It's the fourth instalment of the Bank of England's Super Thursday today, and traders, wonks and campaigners are pumped for some fireworks from the Old Lady at lunchtime today.
At 12pm, the Bank will unveil not only the latest decision of the rate-setting monetary policy committee (MPC), but the minutes from that meeting and its quarterly Inflation Report in a triple-dose of central bank action.
Shadow MPC: We back the Bank on "wait and see" approach
Here are five things to look out for when Carney and co treat us to a snapshot of their latest thinking.
1. A rate hike?
The Bank effectively admitted in the minutes of its meeting last month that interest rates aren't going anywhere until after the EU referendum.
While once upon a time it was believed that the only way was up for the Bank – financial markets now put the chance of a rate cut by the end of the year at close to 40 per cent.
2. A unanimous vote?
The nine-strong MPC have been on the same side for the past three months, with all of them voting to hold interest rates.
Ian McCafferty was the most recent member to break ranks – voting for a rate rise until January. He signalled in a speech recently that he will hold off voting for an increase until he is more sure of the UK economy – and inflation's – upward trajectory.
Without McCafferty to play the hawk, the MPC may still lose its united front this month.

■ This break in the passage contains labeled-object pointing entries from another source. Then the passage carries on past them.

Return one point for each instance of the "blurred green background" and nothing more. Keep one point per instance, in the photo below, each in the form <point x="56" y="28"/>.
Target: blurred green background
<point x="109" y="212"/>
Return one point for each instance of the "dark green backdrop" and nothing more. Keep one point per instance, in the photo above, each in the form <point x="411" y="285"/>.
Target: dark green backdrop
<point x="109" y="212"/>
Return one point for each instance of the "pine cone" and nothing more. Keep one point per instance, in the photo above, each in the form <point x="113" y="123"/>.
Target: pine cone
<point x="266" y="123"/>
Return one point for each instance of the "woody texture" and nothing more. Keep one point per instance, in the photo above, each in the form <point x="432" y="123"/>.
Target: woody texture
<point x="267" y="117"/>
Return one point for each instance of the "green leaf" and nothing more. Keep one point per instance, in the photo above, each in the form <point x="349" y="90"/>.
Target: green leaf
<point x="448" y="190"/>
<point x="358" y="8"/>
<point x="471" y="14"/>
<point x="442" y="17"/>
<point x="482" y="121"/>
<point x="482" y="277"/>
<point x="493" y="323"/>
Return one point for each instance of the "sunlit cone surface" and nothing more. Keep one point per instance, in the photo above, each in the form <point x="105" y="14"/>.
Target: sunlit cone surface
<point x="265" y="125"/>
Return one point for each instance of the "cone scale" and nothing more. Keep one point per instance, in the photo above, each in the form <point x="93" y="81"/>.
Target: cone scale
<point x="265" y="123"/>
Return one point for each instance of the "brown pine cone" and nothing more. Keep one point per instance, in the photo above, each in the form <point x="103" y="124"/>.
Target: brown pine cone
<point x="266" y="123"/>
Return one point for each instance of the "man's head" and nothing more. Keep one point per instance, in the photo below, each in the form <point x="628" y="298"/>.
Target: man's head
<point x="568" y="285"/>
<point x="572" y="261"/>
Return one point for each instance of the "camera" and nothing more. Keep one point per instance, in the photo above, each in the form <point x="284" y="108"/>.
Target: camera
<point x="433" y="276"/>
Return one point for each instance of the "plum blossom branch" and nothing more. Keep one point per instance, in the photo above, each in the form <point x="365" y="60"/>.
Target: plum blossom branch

Scotiabank analysts said there was around a 50 per cent chance that somebody on the committee votes to cut rates, given the fact inflation is still running at only 0.5 per cent, wage growth has slowed and a number of economic indicators are running at their lowest level in years.
3. Dodgy forecasts
Six months ago the Bank thought the UK economy would grow by 2.5 per cent this year. In February, it cut that outlook to 2.2 per cent. Today, it is expected to revise its forecasts once more – pencilling in two per cent growth in the market-moving Inflation Report.
That would bring the Bank in line with the Office for Budget Responsibility and the International Monetary Fund.
However, expect the Bank to be even more cautious in how it presents these forecasts. The Bank will be producing its forecasts based on the assumption that the status quo prevails – i.e. Britian votes to remain in the European Union.
Read more: Bank steps up warnings on Brexit
But some of the factors which go in to producing its model are at least partially pricing in a Brexit. For instance, nobody expects the exchange rate to be the same on 23 June as it is on 24 June – it will move one way or another and this will affect the UK economy.
"The risk of a Brexit will affect the forecasts indirectly, most obviously through the MPC's assumption about the pound," Capital Economics' Vicky Redwood said.
"Brexit risk will also be incorporated via the market implied path of interest rates which underpins the forecasts," she added.
While markets can hedge and strike a balance between what they think the most likely, for the Bank's forecasts, it is impossible to strip out or isolate how much Brexit has already affected the UK economy, and how much these trends would accelerate or subside in the event of a vote to stay or go.
"So how will the MPC deal with this complication?" Redwood asked. "It could try to strip out the Brexit effects from its market forecasts. But it is impossible to quantify them. And the MPC did not do this in similar situations in the past."
In effect, the forecasts will end up being a strange mid-point that will probably never occur.
4. A message to markets
More interesting, perhaps, than the growth forecasts, is how the Bank of England will address its problem of communication. In short, the Bank thinks markets are too dovish on its expectations for the first rate hike.
Markets aren't fully pricing in the first rise in interest rates until 2019. But the Bank of England expects inflation to be back above its two per cent target by then. This means either the Bank is too optimistic about future inflation, the markets are too pessimistic or – like with growth forecasts – the markets have partially adjusted to take account of the Brexit uncertainty.
Read more: The MPC is a master of inaction
Carney is likely to use his press conference both to stress the weakness in the Bank's assumptions and to reassert that the rate-setters think rates will be going up a little quicker than the markets. Though, by historic standards, the ascent will be at a snail's pace.
5. Bigging up Brexit
For someone who wears the expression of a man who would rather talk about anything else, Mark Carney has a surprisingly common habit of getting stuck in to the Brexit debate.
The Inflation Report is the Bank's set-piece event. And today is the final one before the referendum, so expect Brexit to form a big part of the analysis.
Carney has ruled out being drawn into counterfactuals and won't play the game of putting numbers on how the economy will fare outside of the EU. But he will certainly point out how he believes uncertainty in the run-up to the vote is hurting the UK economy.